Sconcerta un po' vedere la stessa data, 1964, su due autoritratti tanto diversi per intonazione e costruzione di una determinata immagine di sè: tanto più nel momento in cui entrambi sono stati fatti lasciandosi ritrarre da una foto-tessera e serigrafando l'immagine ottenuta su tela.

Un processo completamente automatico, in cui gli interventi dell'artista non possono che essere minimi, ma con conseguenze sostanziali.

Qui Warhol, non potenzia affatto il contrasto, mantenendo quello dell'immagine fotografica, e smorzando ulteriormente con lo stampare la serigrafia su uno sfondo monocromo, che può essere verde, prugna o come in questo caso azzurro.

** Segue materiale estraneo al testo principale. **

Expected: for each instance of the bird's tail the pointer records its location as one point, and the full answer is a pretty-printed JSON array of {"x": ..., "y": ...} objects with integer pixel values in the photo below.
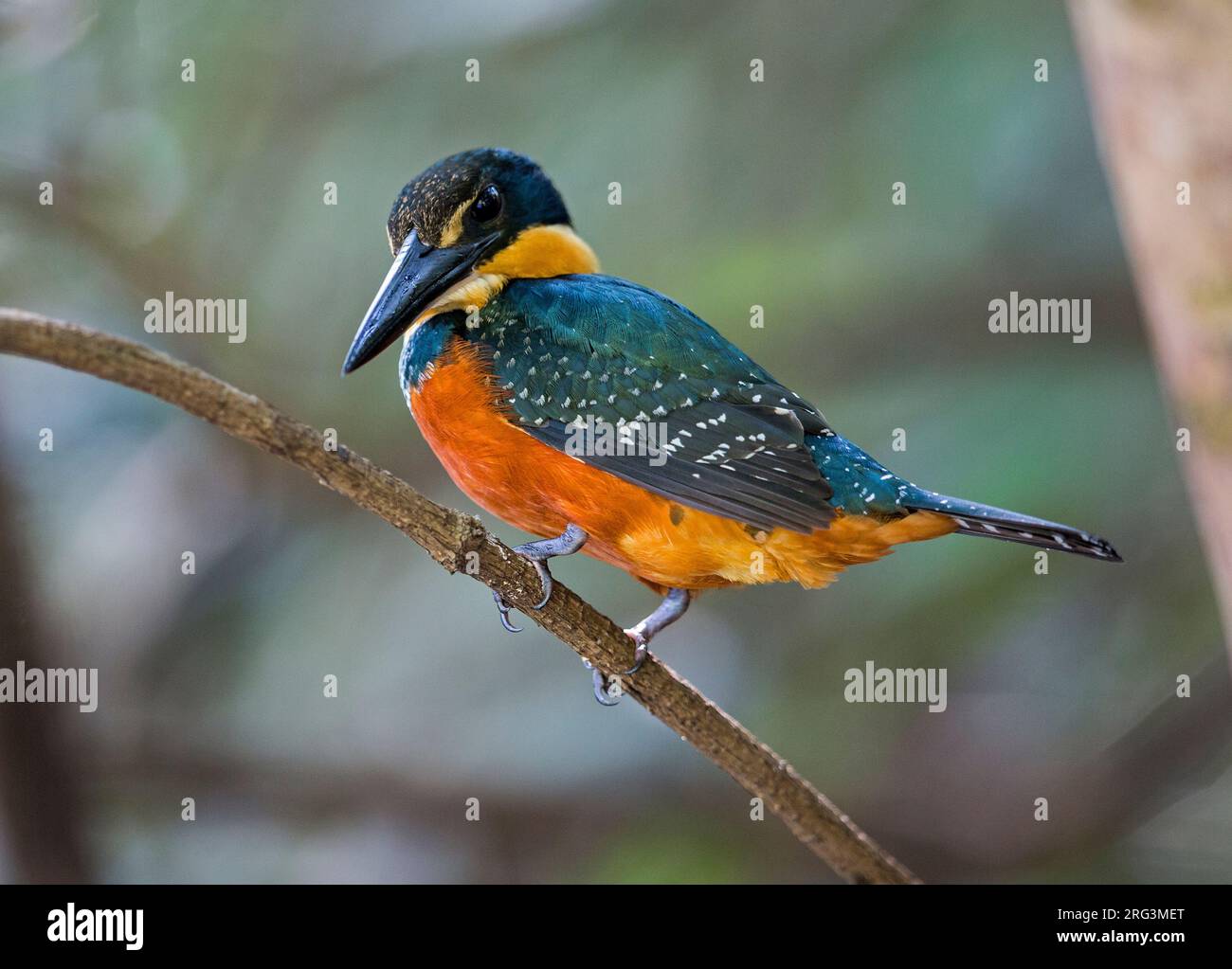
[{"x": 1009, "y": 526}]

La diversità dal ritratto precedente è quindi accentuata dalla bocca semiaperta, il volto inespressivo, gli occhiali neri e la posizione improbabile della testa ( giustificata nella strip di fotografie dal tentativo di sistemarsi il nodo della cravatta, ma del tutto decontestualizzata separando l'immagine ben diversa dalle altre ): tutti elementi che delineano un' immagine ben diversa da quella, sprezzante e altera, che emerge dall'altra serie di autoritratti del 1964.

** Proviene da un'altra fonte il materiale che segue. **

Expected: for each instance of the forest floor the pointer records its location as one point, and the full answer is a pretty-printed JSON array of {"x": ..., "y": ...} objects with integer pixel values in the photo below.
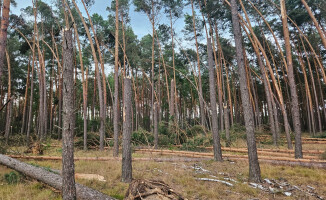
[{"x": 183, "y": 177}]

La macchina, cui l'artista cerca ostinatamente di assimilare se stesso, non garantisce quindi l'identità dell'immagine riprodotta: al contrario, sembra strappare l'anima delle cose, nel momento stesso in cui proclama di fermarsi alla superficie.

Come nota Buchloh: "mentre da un lato negava la validità dell'abilità manuale e dell'esperienza tecnica, dall'altro l'immagine della cabina fotoautomatica concretizzava, sia pure in maniera grottesca, il crescente bisogno di rappresentazione collettiva e rendeva universalmente accessibile quella rappresentazione istantanea...l'autore delle immagini era finalmente divenuto una macchina", e Warhol, che non è più l'autore del suo autoritratto, si diverte a giocare con la presunta obiettività dello strumento, offrendogli ogni volta un volto diverso. ( Mar L8v )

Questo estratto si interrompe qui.